If you have concerns about the strength of your bones or the possibility of sustaining fractures due to osteoporosis, then a bone density test can tell you if your bones are at the normal strength.  Read on to learn more about the testing.

What is Bone Density Testing?

A bone density test is also known as densitometry or a DEXA scan.  The purpose of a bone density test is to see if you have osteoporosis or if you are at risk of getting osteoporosis before any bones are broken.  Be aware that a bone density test is not the same as a bone scan.  Bone scans are carried out to see if you have any fractures, cancer, infections or other abnormalities in your bones.  An injection is used beforehand.  No injections are used with bone density scans.  The bone density test can tell you if you have a lower bone density than you should but it cannot tell you why, so if you do have a lower bone density, your doctor will carry out a complete evaluation in order to find the cause.

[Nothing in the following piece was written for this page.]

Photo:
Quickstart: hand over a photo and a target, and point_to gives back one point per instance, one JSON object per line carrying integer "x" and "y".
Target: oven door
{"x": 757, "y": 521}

How Does Bone Density Testing Work?

Bone density testing uses special x-rays in order to measure the amount of calcium and other bone minerals that are in a segment of bone.  The higher the mineral content, the denser your bones are.  Denser bones are stronger and less likely to break.  The test is done on the bones that are most likely to break due to osteoporosis – such as the lumbar vertebrae, the femur, and the wrists and forearm.

Devices for Bone Density Testing

Bone density testing can be done using central or peripheral devices.  Central devices use large machines that you lie down on while peripheral devices use small machines that measure the bone density on an outer part of your skeleton such as the heel or finger.  Central devices include a DEXA scan and a quantitative CT scan.

Bone Density Test Results

The test results are given in two different numbers – the t-score and the z-score.  The t-score is the bone density compared to what is normal in a healthy young adult of your gender. If your score is above -1, you have normal bone density.  If it is between -1 and -2.5, your bone density is below normal and may result in osteoporosis.  If it is below -2.5, you have osteoporosis.  The z-score is the number of standard deviations above or below what is generally seen in someone of your age, sex, weight, and racial origin.  This can be helpful as it can indicate if you have a secondary form of osteoporosis through which something else besides ageing is causing bone loss.

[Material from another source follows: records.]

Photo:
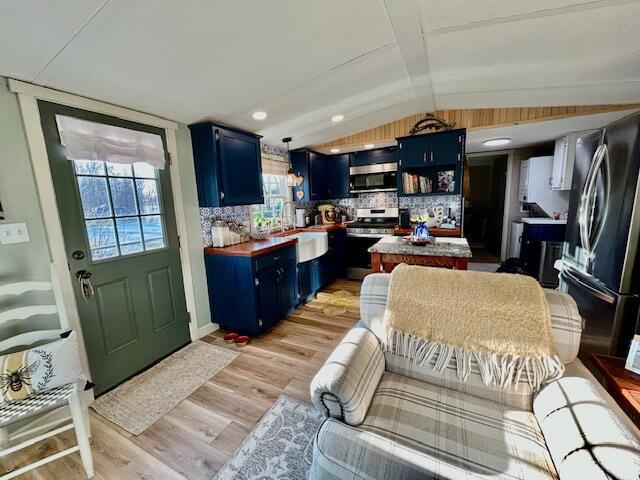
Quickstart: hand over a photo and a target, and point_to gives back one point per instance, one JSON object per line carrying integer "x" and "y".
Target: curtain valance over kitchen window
{"x": 274, "y": 164}
{"x": 85, "y": 140}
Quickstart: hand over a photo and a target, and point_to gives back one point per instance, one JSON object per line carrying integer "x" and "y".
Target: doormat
{"x": 281, "y": 445}
{"x": 336, "y": 304}
{"x": 141, "y": 401}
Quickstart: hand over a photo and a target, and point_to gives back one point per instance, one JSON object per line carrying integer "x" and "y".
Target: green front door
{"x": 121, "y": 241}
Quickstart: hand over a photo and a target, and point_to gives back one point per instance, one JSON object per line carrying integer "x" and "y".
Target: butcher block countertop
{"x": 436, "y": 232}
{"x": 442, "y": 247}
{"x": 253, "y": 248}
{"x": 278, "y": 240}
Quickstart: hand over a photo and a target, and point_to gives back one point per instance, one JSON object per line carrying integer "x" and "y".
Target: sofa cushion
{"x": 343, "y": 387}
{"x": 566, "y": 326}
{"x": 586, "y": 433}
{"x": 415, "y": 429}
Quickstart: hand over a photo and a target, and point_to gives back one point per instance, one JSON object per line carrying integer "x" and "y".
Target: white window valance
{"x": 274, "y": 164}
{"x": 85, "y": 140}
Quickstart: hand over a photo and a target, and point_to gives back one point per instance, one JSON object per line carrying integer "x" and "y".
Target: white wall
{"x": 194, "y": 230}
{"x": 23, "y": 261}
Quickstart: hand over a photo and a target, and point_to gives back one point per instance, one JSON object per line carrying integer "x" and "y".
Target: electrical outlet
{"x": 13, "y": 233}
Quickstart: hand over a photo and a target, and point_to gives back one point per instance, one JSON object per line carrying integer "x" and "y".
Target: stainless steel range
{"x": 371, "y": 225}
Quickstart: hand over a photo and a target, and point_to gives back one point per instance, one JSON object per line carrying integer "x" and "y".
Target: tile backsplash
{"x": 364, "y": 200}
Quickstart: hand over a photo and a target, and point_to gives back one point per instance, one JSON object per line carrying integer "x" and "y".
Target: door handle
{"x": 86, "y": 288}
{"x": 594, "y": 291}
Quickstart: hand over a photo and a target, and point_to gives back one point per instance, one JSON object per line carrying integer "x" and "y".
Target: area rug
{"x": 336, "y": 304}
{"x": 279, "y": 447}
{"x": 140, "y": 402}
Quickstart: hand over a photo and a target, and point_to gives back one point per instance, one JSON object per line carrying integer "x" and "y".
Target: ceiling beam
{"x": 404, "y": 18}
{"x": 471, "y": 119}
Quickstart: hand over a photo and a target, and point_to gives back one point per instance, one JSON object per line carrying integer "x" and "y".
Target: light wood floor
{"x": 196, "y": 438}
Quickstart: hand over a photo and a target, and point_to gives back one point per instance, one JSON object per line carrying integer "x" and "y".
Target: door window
{"x": 121, "y": 207}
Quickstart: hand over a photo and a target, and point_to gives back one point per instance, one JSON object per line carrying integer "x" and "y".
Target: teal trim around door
{"x": 122, "y": 248}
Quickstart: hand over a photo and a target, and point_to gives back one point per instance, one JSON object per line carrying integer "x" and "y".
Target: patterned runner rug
{"x": 146, "y": 398}
{"x": 279, "y": 447}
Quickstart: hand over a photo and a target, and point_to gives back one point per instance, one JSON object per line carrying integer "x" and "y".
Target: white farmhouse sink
{"x": 311, "y": 245}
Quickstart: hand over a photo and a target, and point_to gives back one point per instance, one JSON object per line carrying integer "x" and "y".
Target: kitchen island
{"x": 444, "y": 252}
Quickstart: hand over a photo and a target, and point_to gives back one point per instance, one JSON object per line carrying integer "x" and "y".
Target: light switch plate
{"x": 13, "y": 233}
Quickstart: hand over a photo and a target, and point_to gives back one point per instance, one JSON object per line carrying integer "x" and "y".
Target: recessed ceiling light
{"x": 496, "y": 142}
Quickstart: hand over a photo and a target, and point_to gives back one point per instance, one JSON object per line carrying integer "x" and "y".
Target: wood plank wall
{"x": 473, "y": 119}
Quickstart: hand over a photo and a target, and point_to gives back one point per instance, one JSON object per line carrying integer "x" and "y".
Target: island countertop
{"x": 443, "y": 247}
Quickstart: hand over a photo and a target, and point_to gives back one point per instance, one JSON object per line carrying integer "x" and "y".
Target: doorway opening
{"x": 484, "y": 199}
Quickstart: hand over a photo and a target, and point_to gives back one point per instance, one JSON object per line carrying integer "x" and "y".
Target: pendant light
{"x": 291, "y": 175}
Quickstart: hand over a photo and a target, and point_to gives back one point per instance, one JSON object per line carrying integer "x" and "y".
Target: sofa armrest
{"x": 345, "y": 384}
{"x": 587, "y": 434}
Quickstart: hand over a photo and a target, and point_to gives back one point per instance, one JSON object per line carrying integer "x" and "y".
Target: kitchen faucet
{"x": 282, "y": 214}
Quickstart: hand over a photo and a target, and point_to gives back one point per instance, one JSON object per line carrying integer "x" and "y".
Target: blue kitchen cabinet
{"x": 304, "y": 281}
{"x": 312, "y": 166}
{"x": 337, "y": 254}
{"x": 531, "y": 243}
{"x": 413, "y": 151}
{"x": 447, "y": 148}
{"x": 430, "y": 154}
{"x": 250, "y": 294}
{"x": 338, "y": 168}
{"x": 319, "y": 176}
{"x": 228, "y": 165}
{"x": 300, "y": 164}
{"x": 374, "y": 156}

Bone density testing is fast, easy, painless, and non-invasive.  In fact, you can get simple tests done at your local pharmacy.  However, if you are having a test, be sure to tell the doctor if you have had a test that required oral contrast or nuclear medicine.  This is because these tests use an injection that may interfere with the results of your test.

When Should I Begin Bone Density Testing?

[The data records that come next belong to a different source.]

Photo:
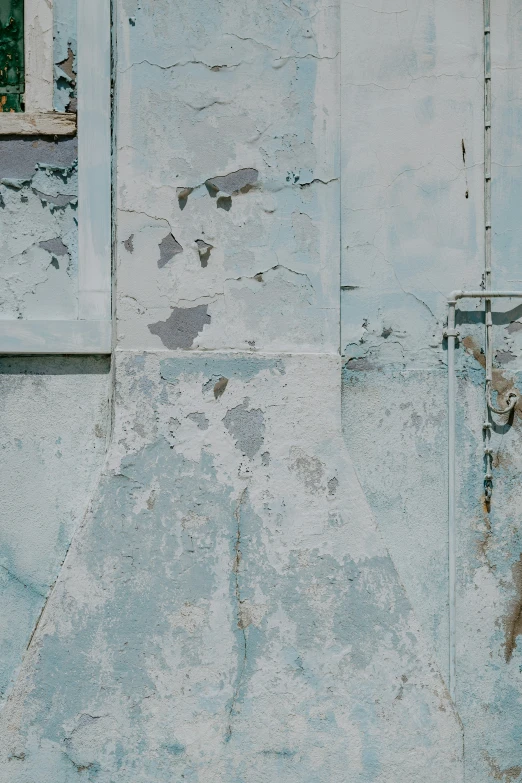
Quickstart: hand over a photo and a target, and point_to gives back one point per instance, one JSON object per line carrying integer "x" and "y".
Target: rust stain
{"x": 500, "y": 383}
{"x": 506, "y": 775}
{"x": 485, "y": 540}
{"x": 513, "y": 621}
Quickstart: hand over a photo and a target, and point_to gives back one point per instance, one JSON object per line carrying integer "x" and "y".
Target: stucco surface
{"x": 259, "y": 588}
{"x": 413, "y": 230}
{"x": 55, "y": 414}
{"x": 228, "y": 611}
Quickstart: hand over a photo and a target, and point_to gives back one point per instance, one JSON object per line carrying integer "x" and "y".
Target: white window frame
{"x": 92, "y": 332}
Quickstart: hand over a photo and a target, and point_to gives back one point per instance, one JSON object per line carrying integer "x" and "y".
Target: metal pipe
{"x": 451, "y": 334}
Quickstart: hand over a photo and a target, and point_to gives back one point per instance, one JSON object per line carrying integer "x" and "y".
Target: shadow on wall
{"x": 55, "y": 424}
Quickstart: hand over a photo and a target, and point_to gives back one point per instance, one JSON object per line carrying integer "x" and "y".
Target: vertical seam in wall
{"x": 341, "y": 178}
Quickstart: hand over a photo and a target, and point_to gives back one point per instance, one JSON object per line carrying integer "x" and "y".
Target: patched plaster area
{"x": 243, "y": 620}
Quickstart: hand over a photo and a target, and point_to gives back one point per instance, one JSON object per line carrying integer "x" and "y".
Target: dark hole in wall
{"x": 54, "y": 364}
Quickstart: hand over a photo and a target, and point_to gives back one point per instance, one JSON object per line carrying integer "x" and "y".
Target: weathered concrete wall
{"x": 55, "y": 410}
{"x": 252, "y": 596}
{"x": 413, "y": 230}
{"x": 228, "y": 610}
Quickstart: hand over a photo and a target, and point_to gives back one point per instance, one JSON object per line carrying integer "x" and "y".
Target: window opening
{"x": 12, "y": 71}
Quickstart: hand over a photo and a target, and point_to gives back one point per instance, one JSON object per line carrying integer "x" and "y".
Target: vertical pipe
{"x": 451, "y": 335}
{"x": 487, "y": 195}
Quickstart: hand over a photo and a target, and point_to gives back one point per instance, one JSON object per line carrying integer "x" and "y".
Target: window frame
{"x": 92, "y": 331}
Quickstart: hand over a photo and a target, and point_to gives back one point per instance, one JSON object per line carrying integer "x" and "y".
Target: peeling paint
{"x": 181, "y": 327}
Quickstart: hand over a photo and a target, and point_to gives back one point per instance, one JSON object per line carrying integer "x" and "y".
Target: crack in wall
{"x": 240, "y": 625}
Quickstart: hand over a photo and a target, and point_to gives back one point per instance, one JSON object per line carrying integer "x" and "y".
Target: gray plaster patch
{"x": 504, "y": 357}
{"x": 332, "y": 486}
{"x": 359, "y": 364}
{"x": 55, "y": 246}
{"x": 309, "y": 469}
{"x": 57, "y": 201}
{"x": 19, "y": 156}
{"x": 181, "y": 327}
{"x": 219, "y": 387}
{"x": 204, "y": 251}
{"x": 247, "y": 427}
{"x": 169, "y": 247}
{"x": 183, "y": 194}
{"x": 199, "y": 419}
{"x": 233, "y": 182}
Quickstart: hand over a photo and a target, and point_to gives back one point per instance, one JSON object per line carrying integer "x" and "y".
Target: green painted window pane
{"x": 12, "y": 78}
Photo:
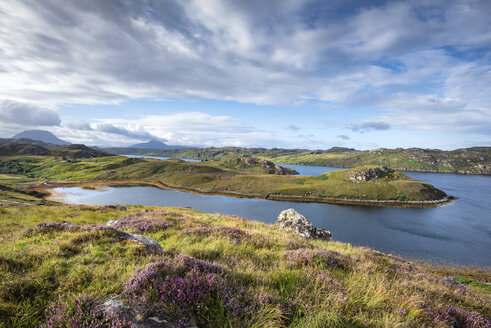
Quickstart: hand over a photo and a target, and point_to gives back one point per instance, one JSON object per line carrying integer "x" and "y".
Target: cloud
{"x": 24, "y": 114}
{"x": 185, "y": 128}
{"x": 294, "y": 51}
{"x": 416, "y": 65}
{"x": 368, "y": 126}
{"x": 293, "y": 127}
{"x": 78, "y": 125}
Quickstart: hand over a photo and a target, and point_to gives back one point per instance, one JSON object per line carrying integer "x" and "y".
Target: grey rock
{"x": 454, "y": 283}
{"x": 111, "y": 223}
{"x": 150, "y": 244}
{"x": 116, "y": 207}
{"x": 291, "y": 220}
{"x": 135, "y": 318}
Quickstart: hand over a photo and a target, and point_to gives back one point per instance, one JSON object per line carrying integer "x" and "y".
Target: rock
{"x": 117, "y": 207}
{"x": 271, "y": 167}
{"x": 291, "y": 220}
{"x": 455, "y": 284}
{"x": 369, "y": 174}
{"x": 150, "y": 244}
{"x": 135, "y": 318}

Bone density testing should be routinely undertaken by women that are 65 years or older or by people that are over 60 and have a higher risk of osteoporosis.  However, you can have a bone density test at any age if you suspect that you are at risk of osteoporosis.  Tests should be done every two years but your doctor will recommend the appropriate interval based on your personal history and risk factors.  You should also have a bone density test done if you have been on hormone replacement therapy for long periods.